Lou had almost asked him to go to Paris with her, but her nerve failed her at the last moment and then he'd flown off to what he called, Hollywood-style, ‘the coast'. That had allowed her to invite him by email and she'd spent almost as long on composing that message as she had on writing certain parts of
Blind Moon.
She knew it by heart:

I'm thinking of going to visit Mme Franchard in Paris soon – would you like to come with me?

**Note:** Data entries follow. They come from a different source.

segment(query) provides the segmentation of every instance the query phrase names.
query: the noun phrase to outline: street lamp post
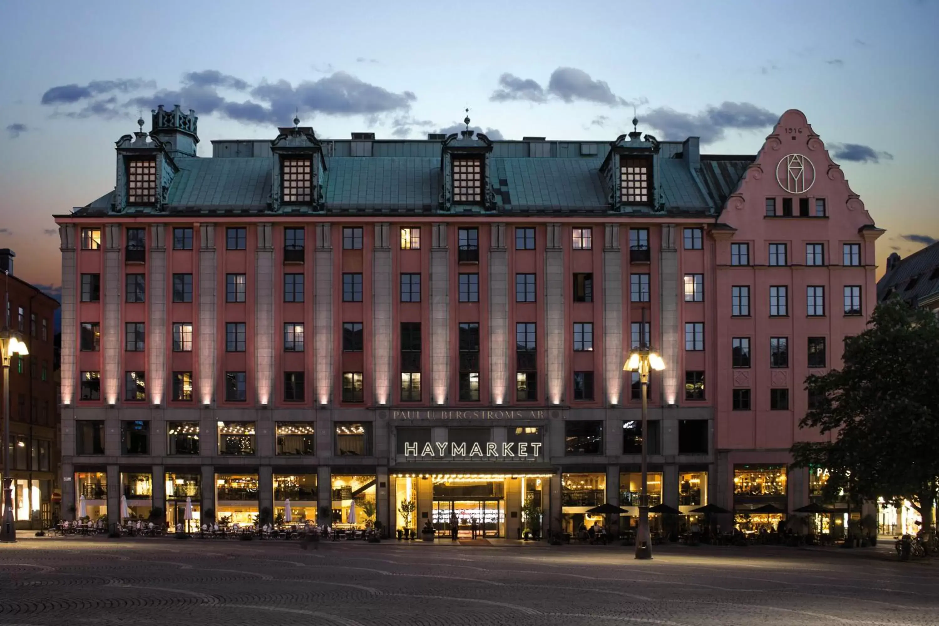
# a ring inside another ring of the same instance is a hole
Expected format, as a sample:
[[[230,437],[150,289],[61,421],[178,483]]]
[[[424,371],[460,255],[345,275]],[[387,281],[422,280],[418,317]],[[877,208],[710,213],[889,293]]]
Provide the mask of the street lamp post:
[[[628,372],[639,372],[639,384],[642,389],[642,492],[639,494],[639,527],[636,533],[636,557],[652,558],[652,535],[649,533],[649,372],[651,370],[656,372],[664,370],[665,361],[657,354],[652,352],[643,341],[642,346],[629,355],[629,360],[626,361],[623,369]]]
[[[26,344],[7,329],[0,333],[0,359],[3,361],[3,526],[0,526],[0,542],[16,542],[16,528],[13,521],[13,478],[12,450],[9,440],[9,363],[13,355],[25,357],[29,354]]]

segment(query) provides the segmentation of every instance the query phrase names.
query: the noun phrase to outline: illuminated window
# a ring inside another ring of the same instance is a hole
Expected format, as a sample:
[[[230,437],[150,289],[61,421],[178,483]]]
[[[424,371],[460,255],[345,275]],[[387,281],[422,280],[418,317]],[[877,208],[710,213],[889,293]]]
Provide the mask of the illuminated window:
[[[454,158],[454,202],[483,201],[483,161],[474,158]]]
[[[283,161],[284,202],[309,203],[313,178],[309,159],[285,159]]]
[[[152,205],[157,201],[157,161],[131,159],[127,163],[127,202]]]

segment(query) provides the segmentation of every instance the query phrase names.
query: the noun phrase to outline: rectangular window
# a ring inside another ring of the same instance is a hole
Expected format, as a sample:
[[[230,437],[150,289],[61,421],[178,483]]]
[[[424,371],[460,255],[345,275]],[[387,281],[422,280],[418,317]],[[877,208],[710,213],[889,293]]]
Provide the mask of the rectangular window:
[[[704,274],[685,275],[685,301],[704,301]]]
[[[225,352],[244,352],[247,344],[247,330],[244,322],[225,324]]]
[[[627,204],[648,204],[652,176],[650,161],[645,159],[624,159],[620,166],[620,191],[623,202]]]
[[[842,265],[859,266],[861,265],[861,244],[846,243],[841,247],[843,253]]]
[[[157,161],[130,159],[127,161],[127,204],[152,205],[157,202]]]
[[[731,314],[747,317],[750,314],[750,288],[748,285],[731,287]]]
[[[173,351],[192,351],[192,325],[191,323],[176,323],[173,325]]]
[[[420,302],[421,301],[421,275],[402,274],[401,275],[401,301]]]
[[[516,250],[534,250],[534,229],[516,227]]]
[[[769,366],[777,368],[789,367],[789,338],[769,338]]]
[[[303,275],[285,274],[284,275],[284,301],[302,302],[303,301]]]
[[[244,274],[225,274],[225,301],[244,302],[248,278]]]
[[[343,402],[364,402],[362,372],[343,373]]]
[[[824,287],[818,285],[806,287],[806,314],[810,317],[824,315]]]
[[[101,299],[101,275],[82,274],[82,301],[100,302]],[[9,311],[7,312],[9,319]]]
[[[593,274],[574,275],[574,301],[593,301]]]
[[[346,322],[343,324],[343,352],[362,352],[362,322]]]
[[[593,373],[575,372],[574,373],[574,399],[593,400]]]
[[[146,332],[144,322],[128,322],[124,325],[124,349],[128,352],[143,352],[146,348]]]
[[[629,275],[629,300],[631,302],[649,301],[649,274]]]
[[[343,250],[362,250],[362,233],[360,226],[343,228]]]
[[[192,373],[173,373],[173,400],[190,402],[192,400]]]
[[[190,227],[173,229],[173,250],[192,250],[192,229]]]
[[[362,302],[362,274],[343,274],[343,302]]]
[[[479,263],[479,229],[460,228],[456,231],[457,261]]]
[[[861,285],[859,284],[844,285],[844,314],[845,315],[861,314]]]
[[[564,454],[603,454],[603,422],[564,422]]]
[[[593,324],[592,322],[574,325],[574,351],[589,352],[593,349]]]
[[[248,399],[248,376],[244,372],[225,372],[225,402]]]
[[[128,274],[124,279],[124,298],[128,302],[144,302],[146,299],[146,277],[144,274]]]
[[[81,349],[98,352],[101,345],[101,325],[98,322],[82,322]]]
[[[685,373],[685,399],[704,400],[704,373]]]
[[[303,351],[303,325],[297,322],[287,322],[284,325],[284,351]]]
[[[101,399],[101,373],[82,372],[82,400]]]
[[[173,274],[173,301],[192,301],[192,275]]]
[[[100,250],[100,248],[101,248],[101,229],[83,228],[82,250]]]
[[[421,250],[421,229],[412,226],[401,229],[401,250]]]
[[[785,266],[787,263],[786,244],[769,244],[769,264],[771,266]]]
[[[454,202],[483,202],[483,160],[472,157],[454,158]]]
[[[825,366],[824,337],[808,338],[808,367]]]
[[[750,366],[750,338],[734,337],[731,340],[732,348],[731,362],[732,367]]]
[[[769,288],[769,314],[777,317],[789,314],[789,287],[782,285]]]
[[[750,265],[750,244],[748,243],[731,244],[731,266]]]
[[[479,302],[479,274],[460,274],[460,302]]]
[[[284,400],[285,402],[303,402],[303,373],[284,373]]]
[[[690,352],[700,352],[704,349],[703,322],[685,323],[685,349]]]
[[[574,250],[592,250],[593,248],[593,231],[590,228],[575,228]]]
[[[248,243],[248,229],[244,226],[230,226],[225,229],[225,250],[245,250]]]
[[[124,373],[124,400],[128,402],[146,400],[146,381],[143,372]]]
[[[733,401],[733,410],[734,411],[748,411],[750,410],[750,390],[749,389],[733,389],[731,391],[731,398]]]
[[[516,274],[516,302],[534,302],[534,274]]]
[[[284,202],[310,203],[313,161],[309,159],[285,159],[281,168]]]
[[[806,265],[824,266],[824,244],[807,243],[806,244]]]
[[[789,389],[770,389],[769,408],[772,411],[788,411]]]

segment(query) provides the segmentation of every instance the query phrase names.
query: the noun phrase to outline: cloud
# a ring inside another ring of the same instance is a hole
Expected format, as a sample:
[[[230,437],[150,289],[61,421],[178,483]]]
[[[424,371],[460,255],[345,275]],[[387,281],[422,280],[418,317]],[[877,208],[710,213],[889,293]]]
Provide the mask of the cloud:
[[[7,127],[7,132],[9,133],[10,139],[16,139],[28,130],[29,129],[26,128],[25,124],[21,124],[20,122],[10,124],[9,126]]]
[[[832,158],[839,160],[853,160],[858,163],[879,163],[881,160],[893,160],[889,152],[874,150],[861,144],[829,144]]]
[[[626,106],[628,100],[617,96],[606,81],[593,80],[590,74],[577,68],[558,68],[551,72],[545,88],[531,78],[520,78],[503,73],[499,77],[499,87],[489,99],[493,102],[526,100],[543,104],[557,98],[564,102],[596,102],[607,106]]]
[[[110,94],[114,92],[129,93],[138,89],[154,88],[157,84],[153,81],[143,79],[119,78],[115,81],[92,81],[85,85],[62,84],[52,87],[42,94],[40,102],[45,105],[51,104],[74,104],[80,100],[91,99],[96,96]]]
[[[939,239],[934,237],[930,237],[929,235],[901,235],[901,239],[906,239],[907,241],[912,241],[913,243],[921,243],[924,246],[931,246]]]
[[[454,124],[453,126],[448,126],[445,129],[440,129],[437,132],[442,133],[444,135],[451,135],[454,132],[460,132],[466,130],[467,130],[466,124]],[[484,135],[485,135],[486,137],[495,142],[500,142],[505,139],[505,137],[502,136],[502,133],[500,132],[497,129],[486,129],[485,130],[484,130],[482,128],[478,126],[470,126],[470,130],[472,130],[474,133],[482,132]]]
[[[710,144],[723,139],[726,130],[755,130],[773,126],[778,119],[772,111],[749,102],[724,102],[698,114],[659,107],[642,115],[639,123],[662,131],[664,139],[697,136],[702,144]]]

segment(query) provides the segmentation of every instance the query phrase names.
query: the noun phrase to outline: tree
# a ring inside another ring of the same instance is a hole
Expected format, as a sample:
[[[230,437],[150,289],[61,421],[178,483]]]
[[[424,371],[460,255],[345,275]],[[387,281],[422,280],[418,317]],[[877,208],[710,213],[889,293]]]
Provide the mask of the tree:
[[[939,321],[900,298],[845,340],[843,367],[810,375],[802,428],[831,433],[793,446],[796,466],[828,470],[826,495],[910,500],[931,532],[939,486]]]

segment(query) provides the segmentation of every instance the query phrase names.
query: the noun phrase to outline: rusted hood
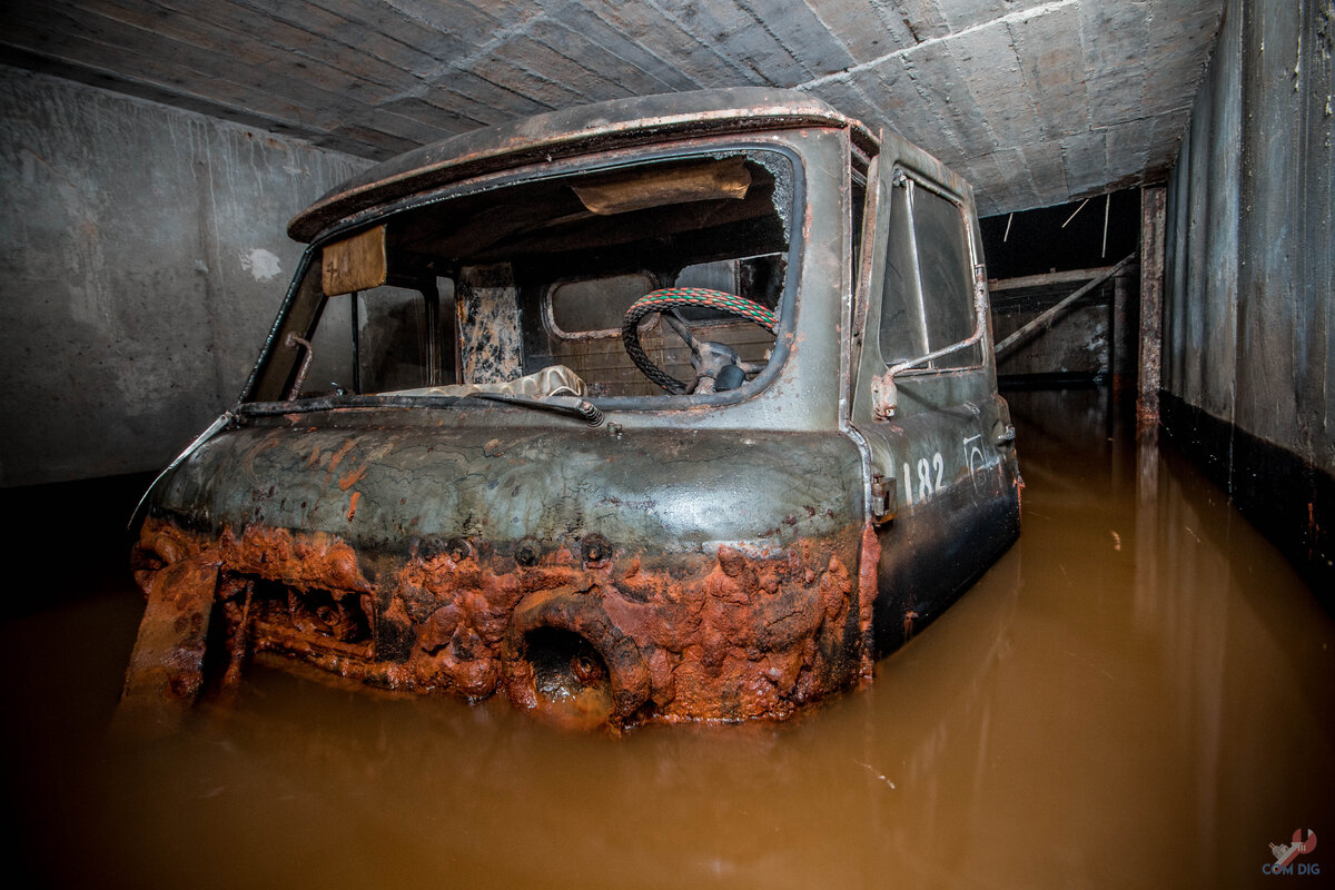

Lou smiled when she thought of the variations on those few words she'd worked through before she was ready to press ‘send'. So many of them contained words that could be
double entendres:
‘come', ‘coming', ‘fancy', even ‘being with you'. It was exhausting and reminded her of being a schoolgirl again. In those days, she used to spend hours analysing every single note, phone call, word, that some boy she liked had said to her, or sent her. Nothing had changed. She rejected:
How about you come with me? What about making a weekend of it? How'd you fancy coming? It'll be so much more fun if you're there. Fancy coming with me? I fancy you
 … She'd actually written that at one point and then stared at it for ages before deleting it. Even after it had disappeared for ever, it hung around in her head. Do I fancy him? she asked herself and came to the conclusion that yes, she did, and if he fancied her, she wasn't going to put up a struggle. Harry would never hurt her, she was sure he wouldn't, and since she'd started working at Cinnamon Hill, she found herself thinking about Ray less and less.
Sometimes, in the dark hours, when she was trying hard to get to sleep because she was going to have to get up properly in a couple of hours and it was really, really important not to stay awake, nasty little ideas popped into her mind. Ray was lovely to begin with. He was lovely for a long time. He only became violent and horrible later. Harry might be like that. No, he's not, he's not. He's really gentle. No one says a bad word about him in the office.

She'd sent the message in the end, and he'd replied. What he'd written in the subject line of the email made her laugh, because it was so typical and so sweet:
We'll always have Paris.
Harry and herself: Bogart and Bergman in
Casablanca
— nothing to choose between them! She'd printed out the message and pinned it to the noticeboard in the kitchen where it made her feel happy every day:
Sure thing, kid. Anytime: Can't wait. Harry x.